Me detuve de nuevo. Sentí un tirón en las entrañas. Si lo que estaba diciendo era cierto, entonces su vida era un infierno peor que lo que podía imaginar. Bajé la voz antes de hablar.

– ¿Qué te hace, Law?

– Se enfurece. Hace… No quiero hablar de eso. No es culpa suya.

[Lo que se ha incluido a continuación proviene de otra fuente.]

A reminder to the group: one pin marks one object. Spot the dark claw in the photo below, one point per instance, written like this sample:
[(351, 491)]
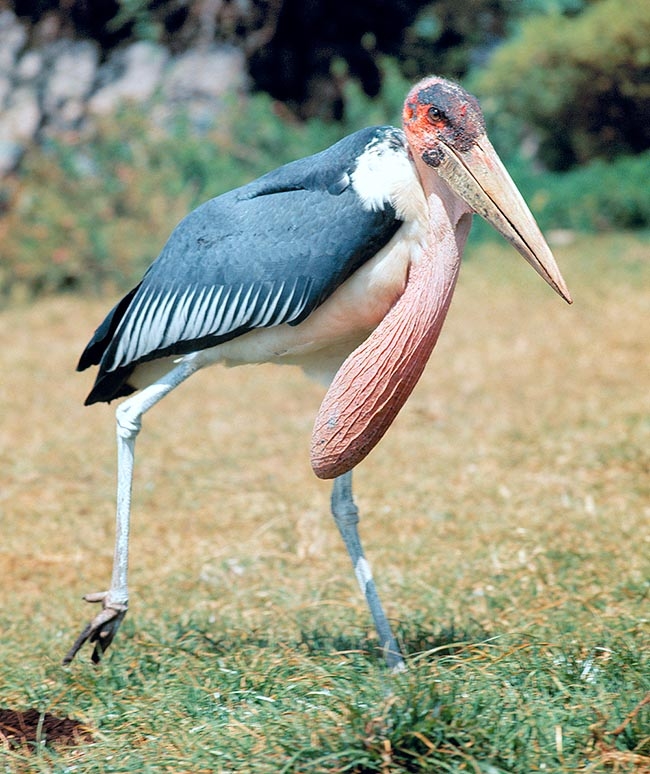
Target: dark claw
[(100, 630)]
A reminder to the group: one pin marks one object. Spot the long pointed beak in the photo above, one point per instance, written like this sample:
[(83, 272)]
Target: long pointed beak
[(480, 179)]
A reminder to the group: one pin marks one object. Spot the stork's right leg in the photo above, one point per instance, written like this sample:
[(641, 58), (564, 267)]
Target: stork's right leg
[(102, 629), (346, 515)]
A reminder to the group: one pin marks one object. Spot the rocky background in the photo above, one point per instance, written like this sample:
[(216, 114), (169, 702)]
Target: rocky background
[(63, 62), (59, 85)]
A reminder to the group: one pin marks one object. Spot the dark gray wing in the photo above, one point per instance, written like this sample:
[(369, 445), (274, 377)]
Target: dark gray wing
[(258, 256)]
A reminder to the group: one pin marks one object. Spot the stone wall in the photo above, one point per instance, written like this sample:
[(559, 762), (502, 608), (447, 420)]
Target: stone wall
[(60, 86)]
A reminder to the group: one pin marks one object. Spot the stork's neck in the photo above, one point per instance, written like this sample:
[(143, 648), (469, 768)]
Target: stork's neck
[(375, 381)]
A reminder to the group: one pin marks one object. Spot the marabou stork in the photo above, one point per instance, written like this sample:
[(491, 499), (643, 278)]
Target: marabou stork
[(343, 263)]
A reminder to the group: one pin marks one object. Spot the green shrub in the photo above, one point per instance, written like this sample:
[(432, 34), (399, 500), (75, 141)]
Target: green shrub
[(581, 82)]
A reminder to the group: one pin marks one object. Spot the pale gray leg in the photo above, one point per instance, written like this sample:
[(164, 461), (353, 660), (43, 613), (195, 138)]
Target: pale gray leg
[(102, 629), (346, 515)]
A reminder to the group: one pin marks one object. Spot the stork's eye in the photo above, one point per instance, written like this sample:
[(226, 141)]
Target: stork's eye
[(435, 115)]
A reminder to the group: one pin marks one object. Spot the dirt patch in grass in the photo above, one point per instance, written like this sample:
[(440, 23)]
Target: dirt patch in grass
[(507, 507), (33, 727)]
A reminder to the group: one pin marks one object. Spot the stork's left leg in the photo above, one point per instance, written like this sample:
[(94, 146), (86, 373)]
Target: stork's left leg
[(346, 515), (102, 629)]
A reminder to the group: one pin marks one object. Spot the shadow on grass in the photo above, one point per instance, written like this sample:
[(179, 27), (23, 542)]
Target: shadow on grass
[(415, 640)]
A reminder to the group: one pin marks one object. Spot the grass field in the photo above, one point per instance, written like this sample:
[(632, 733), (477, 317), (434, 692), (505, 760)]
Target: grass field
[(506, 515)]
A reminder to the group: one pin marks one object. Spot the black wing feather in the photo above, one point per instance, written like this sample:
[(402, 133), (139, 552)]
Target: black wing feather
[(264, 254)]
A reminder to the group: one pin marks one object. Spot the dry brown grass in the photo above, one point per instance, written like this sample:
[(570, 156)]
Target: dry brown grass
[(510, 500), (528, 439)]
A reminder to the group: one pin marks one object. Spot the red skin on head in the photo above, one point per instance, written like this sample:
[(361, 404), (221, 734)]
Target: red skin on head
[(375, 381)]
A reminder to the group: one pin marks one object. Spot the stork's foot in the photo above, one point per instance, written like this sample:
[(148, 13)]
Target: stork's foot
[(101, 629)]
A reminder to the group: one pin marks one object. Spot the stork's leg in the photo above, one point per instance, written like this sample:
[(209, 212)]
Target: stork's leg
[(346, 515), (102, 629)]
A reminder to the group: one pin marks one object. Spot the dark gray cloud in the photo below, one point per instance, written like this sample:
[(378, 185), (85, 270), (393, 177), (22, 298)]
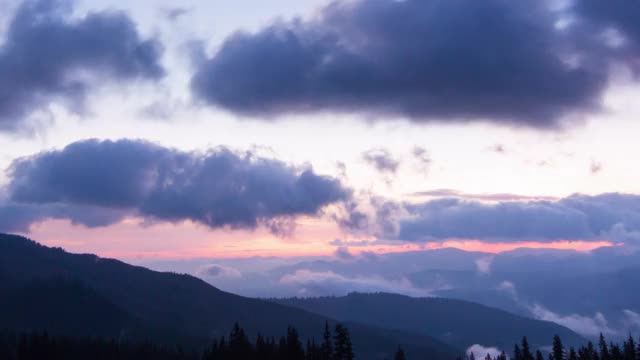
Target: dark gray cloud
[(445, 60), (48, 56), (20, 217), (620, 16), (381, 160), (219, 188), (578, 217)]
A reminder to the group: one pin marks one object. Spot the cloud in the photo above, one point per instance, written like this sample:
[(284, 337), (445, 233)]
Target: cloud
[(632, 318), (381, 160), (480, 352), (449, 193), (510, 63), (174, 14), (483, 264), (422, 157), (218, 271), (343, 253), (20, 217), (218, 188), (509, 288), (48, 56), (323, 283), (497, 148), (352, 243), (584, 325), (577, 217)]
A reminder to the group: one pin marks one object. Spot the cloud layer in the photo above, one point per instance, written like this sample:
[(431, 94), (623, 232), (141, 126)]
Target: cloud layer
[(219, 188), (578, 217), (518, 63), (47, 56)]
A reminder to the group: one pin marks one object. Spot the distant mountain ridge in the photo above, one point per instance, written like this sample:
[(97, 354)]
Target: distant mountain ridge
[(73, 294), (456, 322)]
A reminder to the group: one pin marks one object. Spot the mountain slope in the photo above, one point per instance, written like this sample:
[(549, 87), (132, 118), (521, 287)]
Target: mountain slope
[(456, 322), (168, 303)]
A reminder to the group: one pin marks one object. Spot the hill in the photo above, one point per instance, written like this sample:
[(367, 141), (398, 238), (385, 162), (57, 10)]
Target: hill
[(456, 322), (50, 289)]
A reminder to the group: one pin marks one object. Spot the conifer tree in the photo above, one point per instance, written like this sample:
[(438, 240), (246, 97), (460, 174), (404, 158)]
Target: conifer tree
[(517, 354), (327, 345), (604, 349), (572, 354), (629, 349), (526, 351), (343, 349), (558, 348)]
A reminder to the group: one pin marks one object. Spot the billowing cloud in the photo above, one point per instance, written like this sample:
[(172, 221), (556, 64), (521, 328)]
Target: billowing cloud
[(20, 217), (584, 325), (343, 253), (48, 56), (519, 63), (218, 188), (422, 158), (214, 271), (577, 217), (483, 264), (450, 193), (317, 283), (381, 160)]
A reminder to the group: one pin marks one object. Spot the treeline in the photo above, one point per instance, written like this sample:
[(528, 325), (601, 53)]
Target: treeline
[(334, 345), (629, 350), (42, 346)]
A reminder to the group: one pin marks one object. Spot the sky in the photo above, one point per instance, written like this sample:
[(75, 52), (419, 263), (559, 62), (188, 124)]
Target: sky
[(192, 129)]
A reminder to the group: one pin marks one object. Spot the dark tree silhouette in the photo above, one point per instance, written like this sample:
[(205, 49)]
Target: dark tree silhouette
[(343, 349)]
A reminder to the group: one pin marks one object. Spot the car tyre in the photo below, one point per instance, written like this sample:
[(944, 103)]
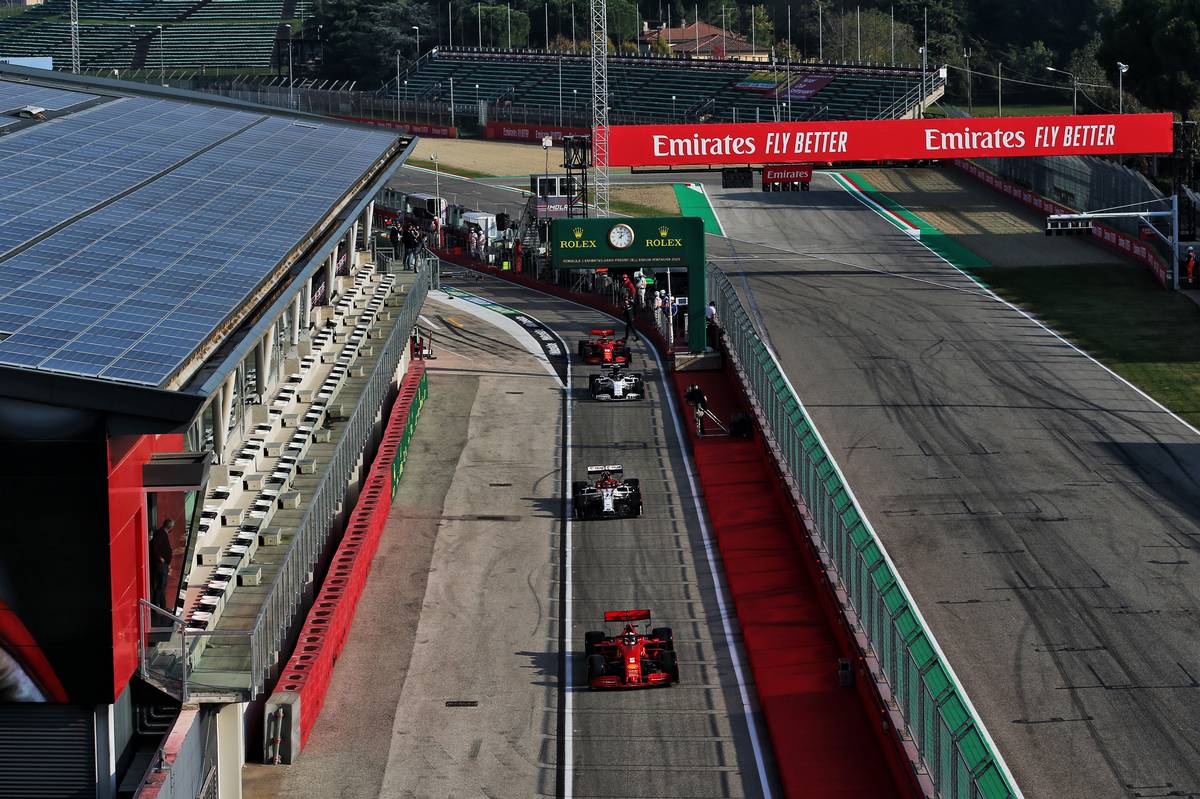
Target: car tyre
[(670, 664), (666, 635), (595, 667), (591, 638)]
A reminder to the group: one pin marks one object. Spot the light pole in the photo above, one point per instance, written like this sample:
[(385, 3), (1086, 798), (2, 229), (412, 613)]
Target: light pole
[(1121, 70), (966, 56), (437, 185), (1074, 88), (724, 44)]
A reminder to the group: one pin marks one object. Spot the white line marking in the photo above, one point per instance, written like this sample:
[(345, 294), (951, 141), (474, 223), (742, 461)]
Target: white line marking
[(709, 552), (891, 216), (712, 208), (718, 582), (499, 320), (568, 701)]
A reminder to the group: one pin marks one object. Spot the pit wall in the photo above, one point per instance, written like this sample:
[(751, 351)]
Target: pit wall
[(293, 708), (1110, 238), (792, 751)]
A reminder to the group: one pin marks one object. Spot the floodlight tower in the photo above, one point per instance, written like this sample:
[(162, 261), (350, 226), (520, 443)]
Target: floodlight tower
[(75, 36), (600, 104)]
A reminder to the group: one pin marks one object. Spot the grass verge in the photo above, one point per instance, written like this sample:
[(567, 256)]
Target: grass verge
[(462, 172), (643, 200), (1122, 317)]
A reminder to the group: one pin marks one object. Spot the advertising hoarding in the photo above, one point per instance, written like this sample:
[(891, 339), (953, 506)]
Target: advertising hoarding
[(900, 139)]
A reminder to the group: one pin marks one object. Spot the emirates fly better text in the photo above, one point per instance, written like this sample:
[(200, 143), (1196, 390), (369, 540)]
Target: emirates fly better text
[(816, 143)]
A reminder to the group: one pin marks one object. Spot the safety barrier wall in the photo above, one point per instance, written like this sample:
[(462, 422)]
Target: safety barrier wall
[(1107, 234), (916, 680), (292, 710)]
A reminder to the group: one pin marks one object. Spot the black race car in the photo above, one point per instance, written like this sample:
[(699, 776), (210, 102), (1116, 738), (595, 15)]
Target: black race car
[(607, 497), (618, 384)]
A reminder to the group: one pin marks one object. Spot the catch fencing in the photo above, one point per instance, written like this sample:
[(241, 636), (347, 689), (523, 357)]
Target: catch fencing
[(955, 752)]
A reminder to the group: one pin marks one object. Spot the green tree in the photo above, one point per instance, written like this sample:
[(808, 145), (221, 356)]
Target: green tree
[(497, 26), (757, 19), (1161, 42)]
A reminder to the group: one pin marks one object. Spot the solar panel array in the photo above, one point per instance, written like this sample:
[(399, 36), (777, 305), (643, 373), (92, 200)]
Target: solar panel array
[(51, 173), (132, 289)]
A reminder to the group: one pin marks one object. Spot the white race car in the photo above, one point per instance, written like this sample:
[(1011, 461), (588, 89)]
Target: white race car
[(618, 384), (605, 496)]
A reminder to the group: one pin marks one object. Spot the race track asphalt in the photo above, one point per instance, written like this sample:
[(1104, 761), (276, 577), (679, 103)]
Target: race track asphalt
[(1043, 512), (465, 600), (690, 739)]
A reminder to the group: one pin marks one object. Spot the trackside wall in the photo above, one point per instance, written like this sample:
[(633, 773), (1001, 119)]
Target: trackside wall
[(1109, 236), (292, 709), (793, 750)]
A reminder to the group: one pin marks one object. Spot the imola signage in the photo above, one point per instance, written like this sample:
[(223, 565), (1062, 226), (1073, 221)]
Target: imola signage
[(898, 139), (622, 242)]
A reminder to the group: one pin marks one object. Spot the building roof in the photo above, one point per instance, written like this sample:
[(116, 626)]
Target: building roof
[(138, 227), (701, 37)]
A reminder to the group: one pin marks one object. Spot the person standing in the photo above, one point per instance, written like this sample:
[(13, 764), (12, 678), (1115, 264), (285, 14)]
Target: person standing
[(711, 323), (161, 551), (628, 308), (408, 239)]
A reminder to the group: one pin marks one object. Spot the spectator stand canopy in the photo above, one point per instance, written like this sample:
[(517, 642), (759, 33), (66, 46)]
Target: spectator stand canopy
[(149, 236)]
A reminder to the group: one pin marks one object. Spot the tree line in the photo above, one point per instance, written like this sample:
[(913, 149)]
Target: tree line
[(1084, 41)]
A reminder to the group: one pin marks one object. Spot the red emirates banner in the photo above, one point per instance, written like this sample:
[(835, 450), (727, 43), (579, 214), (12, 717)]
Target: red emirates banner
[(797, 174), (897, 139)]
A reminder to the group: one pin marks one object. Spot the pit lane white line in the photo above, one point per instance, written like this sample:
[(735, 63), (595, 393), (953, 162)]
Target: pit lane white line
[(714, 572), (504, 323), (565, 643)]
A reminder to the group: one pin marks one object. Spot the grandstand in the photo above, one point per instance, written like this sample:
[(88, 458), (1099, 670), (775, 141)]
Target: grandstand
[(657, 89), (124, 34)]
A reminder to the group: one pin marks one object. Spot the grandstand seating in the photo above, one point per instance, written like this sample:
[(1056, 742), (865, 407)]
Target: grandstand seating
[(124, 34), (240, 10), (642, 88)]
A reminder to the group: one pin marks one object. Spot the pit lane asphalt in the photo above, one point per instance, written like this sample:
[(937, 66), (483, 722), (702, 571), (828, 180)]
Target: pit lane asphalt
[(1043, 514), (457, 604), (690, 739), (460, 607)]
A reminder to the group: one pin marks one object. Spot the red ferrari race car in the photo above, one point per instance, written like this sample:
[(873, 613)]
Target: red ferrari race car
[(630, 659), (603, 348)]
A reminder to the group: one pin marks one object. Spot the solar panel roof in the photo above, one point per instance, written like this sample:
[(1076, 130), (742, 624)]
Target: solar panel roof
[(51, 173), (215, 200), (18, 95)]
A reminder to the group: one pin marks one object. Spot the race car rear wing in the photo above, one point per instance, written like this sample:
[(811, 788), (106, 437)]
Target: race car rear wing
[(627, 616)]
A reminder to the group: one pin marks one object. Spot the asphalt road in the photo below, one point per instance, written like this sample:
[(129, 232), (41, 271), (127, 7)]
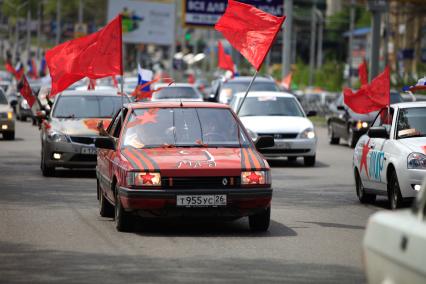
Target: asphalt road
[(50, 229)]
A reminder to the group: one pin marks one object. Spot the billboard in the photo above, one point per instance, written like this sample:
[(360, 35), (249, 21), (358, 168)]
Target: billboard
[(207, 12), (145, 21)]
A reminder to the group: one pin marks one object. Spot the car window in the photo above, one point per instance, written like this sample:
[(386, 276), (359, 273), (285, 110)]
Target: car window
[(384, 118), (177, 93), (411, 123), (270, 106), (183, 127), (87, 106)]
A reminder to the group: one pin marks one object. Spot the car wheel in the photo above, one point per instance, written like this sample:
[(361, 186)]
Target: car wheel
[(351, 139), (123, 221), (360, 192), (45, 169), (9, 135), (309, 161), (394, 191), (105, 208), (331, 138), (260, 222)]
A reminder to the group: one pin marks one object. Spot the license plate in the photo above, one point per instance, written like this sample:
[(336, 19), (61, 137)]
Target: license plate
[(201, 200), (88, 151)]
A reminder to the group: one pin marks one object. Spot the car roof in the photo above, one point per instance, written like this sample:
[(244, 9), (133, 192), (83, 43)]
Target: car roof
[(262, 94), (249, 78), (176, 104), (410, 104), (107, 92)]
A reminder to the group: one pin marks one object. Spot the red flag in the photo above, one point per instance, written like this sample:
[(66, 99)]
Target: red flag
[(363, 73), (224, 61), (250, 30), (372, 97), (26, 91), (95, 56)]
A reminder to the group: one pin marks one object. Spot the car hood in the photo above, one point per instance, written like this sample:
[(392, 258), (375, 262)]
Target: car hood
[(173, 162), (276, 124), (83, 127), (415, 144)]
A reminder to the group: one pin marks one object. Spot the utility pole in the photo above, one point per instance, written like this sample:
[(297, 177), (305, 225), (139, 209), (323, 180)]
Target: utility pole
[(58, 21), (287, 31), (376, 7), (320, 38), (351, 41), (312, 49)]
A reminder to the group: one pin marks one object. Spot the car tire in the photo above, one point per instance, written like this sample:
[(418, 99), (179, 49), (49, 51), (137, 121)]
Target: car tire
[(351, 138), (394, 192), (260, 222), (45, 169), (122, 219), (309, 161), (360, 192), (331, 138), (9, 135), (105, 208)]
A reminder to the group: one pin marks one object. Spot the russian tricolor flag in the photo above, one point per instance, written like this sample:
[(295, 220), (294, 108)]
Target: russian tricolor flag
[(144, 76)]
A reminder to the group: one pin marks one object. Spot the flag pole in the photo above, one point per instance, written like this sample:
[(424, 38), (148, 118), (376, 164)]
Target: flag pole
[(248, 90)]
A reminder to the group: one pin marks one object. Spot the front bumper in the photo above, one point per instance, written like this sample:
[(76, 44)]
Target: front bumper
[(162, 202), (73, 155), (7, 126), (291, 148), (408, 178)]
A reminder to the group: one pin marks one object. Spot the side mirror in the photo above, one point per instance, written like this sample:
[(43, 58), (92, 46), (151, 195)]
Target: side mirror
[(105, 143), (311, 113), (264, 142), (378, 132)]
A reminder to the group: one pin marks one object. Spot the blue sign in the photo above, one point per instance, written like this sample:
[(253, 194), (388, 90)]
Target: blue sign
[(208, 12)]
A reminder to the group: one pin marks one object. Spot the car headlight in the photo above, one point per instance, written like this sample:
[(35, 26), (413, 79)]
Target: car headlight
[(255, 177), (253, 135), (308, 133), (24, 104), (143, 179), (416, 161), (56, 136), (361, 124)]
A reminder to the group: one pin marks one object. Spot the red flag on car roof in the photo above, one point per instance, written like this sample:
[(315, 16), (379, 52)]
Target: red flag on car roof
[(26, 91), (250, 30), (95, 56), (225, 60), (363, 73), (370, 97)]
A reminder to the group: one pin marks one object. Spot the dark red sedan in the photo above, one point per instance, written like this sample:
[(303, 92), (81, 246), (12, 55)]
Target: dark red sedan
[(174, 159)]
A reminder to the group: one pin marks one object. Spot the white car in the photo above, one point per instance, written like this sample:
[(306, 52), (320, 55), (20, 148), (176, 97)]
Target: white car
[(281, 116), (395, 245), (390, 159), (176, 92)]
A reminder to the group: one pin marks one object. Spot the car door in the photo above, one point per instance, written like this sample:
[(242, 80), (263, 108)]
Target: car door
[(378, 154)]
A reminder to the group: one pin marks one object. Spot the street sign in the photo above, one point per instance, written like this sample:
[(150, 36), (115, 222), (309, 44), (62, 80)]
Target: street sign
[(207, 12)]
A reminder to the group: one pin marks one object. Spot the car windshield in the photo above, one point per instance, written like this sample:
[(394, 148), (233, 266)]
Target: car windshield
[(183, 127), (270, 106), (3, 100), (238, 87), (87, 106), (176, 93), (411, 122)]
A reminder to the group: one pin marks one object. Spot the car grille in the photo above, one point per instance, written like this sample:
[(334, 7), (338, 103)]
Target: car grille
[(201, 182), (83, 158), (83, 140), (283, 151), (280, 135)]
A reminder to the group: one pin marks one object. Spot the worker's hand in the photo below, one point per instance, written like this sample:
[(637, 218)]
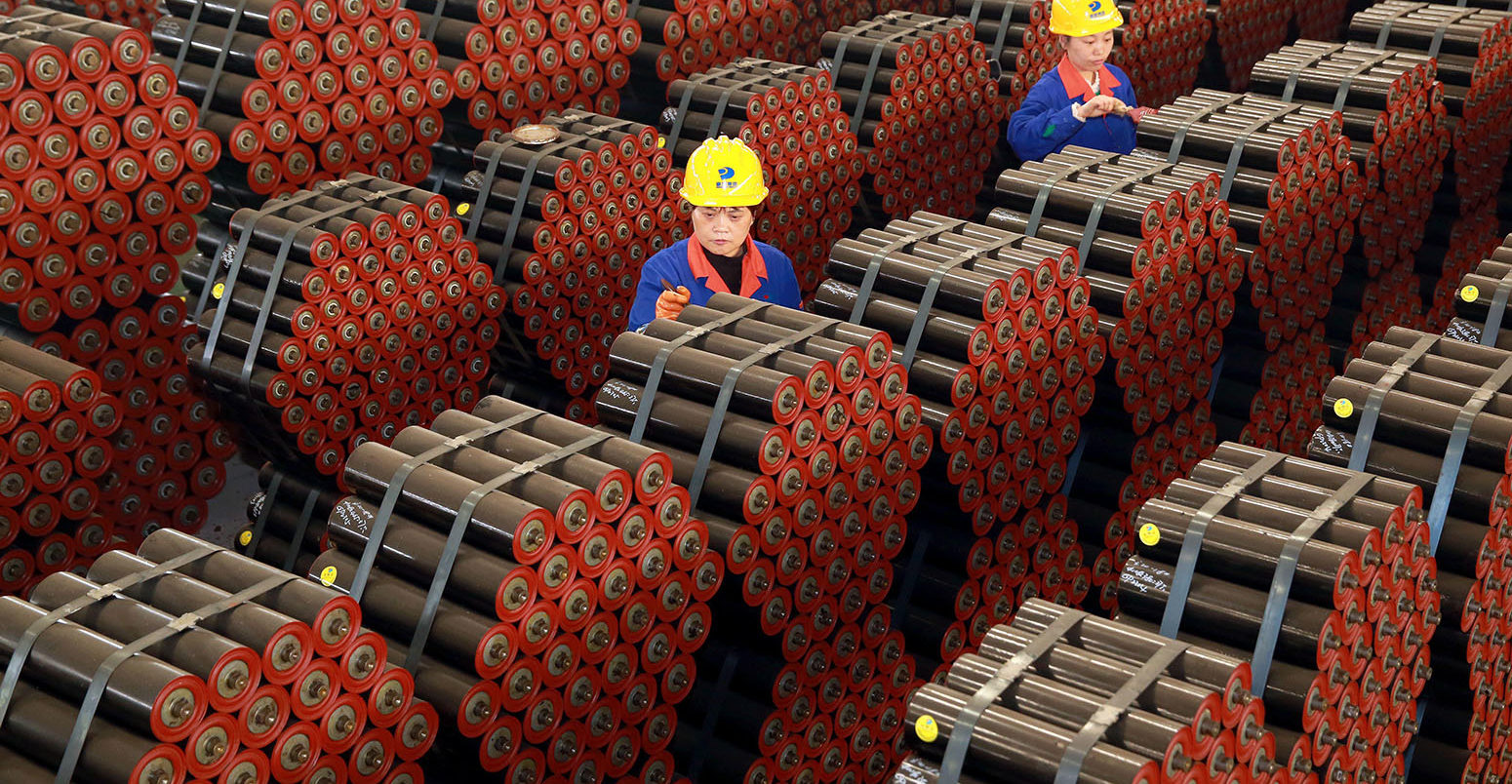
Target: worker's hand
[(1099, 106), (670, 302)]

– Escucha, ¿quieres que te busque un abogado? También puedo conseguir un investigador de los servicios sociales.

– No, no quiero abogados. Eso sería eterno. No quiero investigadores. No quiero eso. No quiero que te metas en ningún lío, Harry, pero ¿qué voy a hacer? Si pudiera desenchufarme yo mismo…

Dejó escapar el aire. Era el único gesto que su cuerpo le permitía. Sólo podía imaginar su horrible frustración.

– Esto no es manera de vivir, Harry. Esto no es vida.

Asentí. En la primera visita no había surgido nada de esa impotencia. Habíamos hablado del caso, de lo que él podía recordar. Sus recuerdos de la investigación volvían en jirones. Había sido una entrevista difícil, pero exenta de odio de sí mismo y desesperación. No hubo más depresión de la esperada. Me pregunté si la causa del cambio había sido el alcohol.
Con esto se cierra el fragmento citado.